With this expression in the definition of the derivative, we write

$$

\begin{align*}

g'(t) &= \mathop {\lim }\limits_{h\,\, \to 0} \frac{{g(t + h) – g(t)}}{h} \cr

&= \mathop {\lim }\limits_{h\,\, \to 0} \left( {2t + h + 3} \right) \cr

&= 2t + 3 \cr

\end{align*}

$$

The derivative of the quadratic function $g(t) = {t^2} + 3t + 7$ is the linear function $g'(t) = 2t + 3$.

#### Example 4 Find the Derivative

Use the definition of the derivative to find the derivative of the function$$j(t) = {e^t}$$

**Solution** The definition of the derivative for this function is$$j'(t) = \mathop {\lim }\limits_{h\,\, \to 0} \frac{{j(t + h) – j(t)}}{h}$$

Using the exponential function, the difference quotient is$$\frac{{j(t + h) – j(t)}}{h} = \frac{{{e^{t + h}} – {e^t}}}{h}$$

This expression can be simplified, but not as easily as Example 2 or Example 3.

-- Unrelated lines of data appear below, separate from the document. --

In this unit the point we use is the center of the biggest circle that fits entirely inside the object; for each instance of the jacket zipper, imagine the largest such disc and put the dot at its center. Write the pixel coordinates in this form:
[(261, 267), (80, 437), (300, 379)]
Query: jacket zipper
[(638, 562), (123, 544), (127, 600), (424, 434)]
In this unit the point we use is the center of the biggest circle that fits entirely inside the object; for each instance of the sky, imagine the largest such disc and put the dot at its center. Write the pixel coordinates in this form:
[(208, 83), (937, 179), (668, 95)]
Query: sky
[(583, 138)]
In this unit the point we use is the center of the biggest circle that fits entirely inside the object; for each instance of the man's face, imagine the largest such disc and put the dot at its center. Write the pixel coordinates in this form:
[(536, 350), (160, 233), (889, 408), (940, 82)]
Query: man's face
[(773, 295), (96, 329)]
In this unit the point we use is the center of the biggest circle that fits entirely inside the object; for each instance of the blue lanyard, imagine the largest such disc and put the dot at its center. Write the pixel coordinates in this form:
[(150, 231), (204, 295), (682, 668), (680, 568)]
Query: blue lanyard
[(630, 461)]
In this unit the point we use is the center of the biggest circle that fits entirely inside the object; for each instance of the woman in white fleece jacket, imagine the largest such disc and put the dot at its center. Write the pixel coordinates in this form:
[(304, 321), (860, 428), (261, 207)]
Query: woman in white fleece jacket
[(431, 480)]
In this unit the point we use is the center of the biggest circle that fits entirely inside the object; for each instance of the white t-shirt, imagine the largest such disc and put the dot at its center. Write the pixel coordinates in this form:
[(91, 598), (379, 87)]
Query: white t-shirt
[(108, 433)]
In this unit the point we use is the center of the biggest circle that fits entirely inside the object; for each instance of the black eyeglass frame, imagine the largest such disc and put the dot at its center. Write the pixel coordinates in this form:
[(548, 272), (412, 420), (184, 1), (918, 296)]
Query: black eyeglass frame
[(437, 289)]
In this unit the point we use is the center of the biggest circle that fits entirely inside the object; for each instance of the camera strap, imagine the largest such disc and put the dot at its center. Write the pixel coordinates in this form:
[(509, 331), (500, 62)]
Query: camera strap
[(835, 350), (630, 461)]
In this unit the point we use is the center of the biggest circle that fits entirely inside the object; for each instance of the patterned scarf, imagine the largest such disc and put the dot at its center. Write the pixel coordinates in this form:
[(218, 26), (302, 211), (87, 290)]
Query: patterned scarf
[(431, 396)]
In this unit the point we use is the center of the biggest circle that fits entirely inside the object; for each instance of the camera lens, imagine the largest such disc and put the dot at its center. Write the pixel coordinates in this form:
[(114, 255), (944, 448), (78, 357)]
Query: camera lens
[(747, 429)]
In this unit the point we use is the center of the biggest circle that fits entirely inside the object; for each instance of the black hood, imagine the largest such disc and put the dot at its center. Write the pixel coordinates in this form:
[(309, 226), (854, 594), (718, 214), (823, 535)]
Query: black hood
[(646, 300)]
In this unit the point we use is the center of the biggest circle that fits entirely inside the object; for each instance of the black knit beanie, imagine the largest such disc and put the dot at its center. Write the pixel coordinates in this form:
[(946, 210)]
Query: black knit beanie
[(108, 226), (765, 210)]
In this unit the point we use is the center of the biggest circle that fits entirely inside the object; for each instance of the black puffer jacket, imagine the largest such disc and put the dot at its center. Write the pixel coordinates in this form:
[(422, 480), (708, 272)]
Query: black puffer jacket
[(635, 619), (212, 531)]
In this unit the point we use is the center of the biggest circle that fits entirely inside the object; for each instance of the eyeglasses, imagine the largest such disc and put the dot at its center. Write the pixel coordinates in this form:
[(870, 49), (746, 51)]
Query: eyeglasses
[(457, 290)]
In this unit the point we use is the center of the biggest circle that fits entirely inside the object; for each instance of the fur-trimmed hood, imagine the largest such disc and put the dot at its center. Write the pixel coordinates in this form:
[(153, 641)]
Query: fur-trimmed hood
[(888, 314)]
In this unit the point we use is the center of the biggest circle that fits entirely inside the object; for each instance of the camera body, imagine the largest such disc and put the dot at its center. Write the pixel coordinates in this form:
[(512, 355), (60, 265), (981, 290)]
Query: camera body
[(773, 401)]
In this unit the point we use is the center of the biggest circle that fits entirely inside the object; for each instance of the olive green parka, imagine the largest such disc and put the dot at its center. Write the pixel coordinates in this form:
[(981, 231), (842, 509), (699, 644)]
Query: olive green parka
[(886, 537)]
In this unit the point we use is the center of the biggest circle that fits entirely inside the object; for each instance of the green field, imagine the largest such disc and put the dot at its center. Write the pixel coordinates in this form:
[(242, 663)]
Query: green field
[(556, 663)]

In this case we rewrite ${e^{t + h}}$ as ${e^t}\;{e^h}$. By doing this, we can factor the numerator:

$$

\begin{align*}

\frac{{j(t + h) – j(t)}}{h} &= \frac{{{e^{t + h}} – {e^t}}}{h} \cr

&= \frac{{{e^t}\;{e^h} – {e^t}}}{h} \cr

&= \frac{{{e^t}\left( {{e^h} – 1} \right)}}{h} \cr

\end{align*}

$$

From this simplified difference quotient, we can write out the definition of the derivative,

$$

\begin{align*}

j'(t) &= \mathop {\lim }\limits_{h\,\, \to 0} \frac{{j(t + h) – j(t)}}{h} \cr

&= \mathop {\lim }\limits_{h\,\, \to 0} \frac{{{e^t}\left( {{e^h} – 1} \right)}}{h} \cr

&= {e^t} \cdot \mathop {\lim }\limits_{h\,\, \to 0} \frac{{{e^h} – 1}}{h} \cr

\end{align*}

$$

The factor ${e^t}$ is a constant with respect to *h*, so it can be moved outside the limit. To complete the derivative, we must evaluate the limit.

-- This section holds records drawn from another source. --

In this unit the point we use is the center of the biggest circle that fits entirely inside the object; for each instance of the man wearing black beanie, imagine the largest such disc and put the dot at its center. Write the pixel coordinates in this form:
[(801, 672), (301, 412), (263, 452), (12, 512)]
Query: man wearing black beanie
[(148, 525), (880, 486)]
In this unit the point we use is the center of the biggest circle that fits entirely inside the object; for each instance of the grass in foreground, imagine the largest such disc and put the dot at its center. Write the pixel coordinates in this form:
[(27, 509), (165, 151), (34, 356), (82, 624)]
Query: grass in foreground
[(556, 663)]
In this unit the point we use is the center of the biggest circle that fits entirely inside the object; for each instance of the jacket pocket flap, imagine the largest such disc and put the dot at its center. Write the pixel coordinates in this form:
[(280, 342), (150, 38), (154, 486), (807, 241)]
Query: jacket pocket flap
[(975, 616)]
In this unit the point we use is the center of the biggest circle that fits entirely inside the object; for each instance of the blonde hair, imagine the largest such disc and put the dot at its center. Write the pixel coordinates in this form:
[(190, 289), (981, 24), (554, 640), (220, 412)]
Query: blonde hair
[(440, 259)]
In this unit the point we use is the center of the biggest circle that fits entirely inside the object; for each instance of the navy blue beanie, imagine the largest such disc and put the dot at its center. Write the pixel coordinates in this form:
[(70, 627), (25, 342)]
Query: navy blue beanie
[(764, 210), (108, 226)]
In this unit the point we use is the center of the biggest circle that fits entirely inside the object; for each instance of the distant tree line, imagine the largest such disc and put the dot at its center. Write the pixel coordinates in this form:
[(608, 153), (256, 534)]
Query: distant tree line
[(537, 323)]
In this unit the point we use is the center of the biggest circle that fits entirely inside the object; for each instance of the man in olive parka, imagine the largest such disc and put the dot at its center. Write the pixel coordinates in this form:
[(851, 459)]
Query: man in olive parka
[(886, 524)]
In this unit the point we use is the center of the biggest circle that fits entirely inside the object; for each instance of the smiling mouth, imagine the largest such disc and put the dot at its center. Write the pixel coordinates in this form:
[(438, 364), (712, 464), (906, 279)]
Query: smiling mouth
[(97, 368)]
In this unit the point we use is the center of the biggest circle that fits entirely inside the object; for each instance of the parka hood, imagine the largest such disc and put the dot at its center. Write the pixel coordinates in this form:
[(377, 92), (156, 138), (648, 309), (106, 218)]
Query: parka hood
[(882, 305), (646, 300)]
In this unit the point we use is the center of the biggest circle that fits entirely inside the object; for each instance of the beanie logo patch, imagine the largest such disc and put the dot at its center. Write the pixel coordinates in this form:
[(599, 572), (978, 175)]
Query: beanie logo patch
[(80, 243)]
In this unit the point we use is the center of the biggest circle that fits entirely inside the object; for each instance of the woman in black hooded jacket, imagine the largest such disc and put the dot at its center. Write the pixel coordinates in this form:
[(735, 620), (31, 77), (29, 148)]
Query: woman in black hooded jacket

For this limit we’ll find the limit by creating a table of values for for smaller and smaller *h* values.

h |
$\frac{{{e^h} – 1}}{h}$ |

0.1 | 1.051709181 |

0.01 | 1.005016708 |

0.001 | 1.000500167 |

0.0001 | 1.000050002 |

0.00001 | 1.000005000 |

The table suggests that as *x* gets smaller and smaller, the value of the quotient approaches 1 or $$\mathop {\lim }\limits_{h\,\, \to 0} \frac{{{e^h} – 1}}{h} = 1$$

Using $\mathop {\lim }\limits_{h\,\, \to 0} \frac{{{e^h} – 1}}{h} = 1$ in the expression for the definition of the derivative yields

$$

\begin{align*}

j'(t) &= {e^t} \cdot \mathop {\lim }\limits_{h\,\, \to 0} \frac{{{e^h} – 1}}{h} \cr

&= {e^t} \cdot 1 \cr

&= {e^t} \cr

\end{align*}

$$

The derivative of $j(t) = {e^t}$ is $j'(t) = {e^t}$.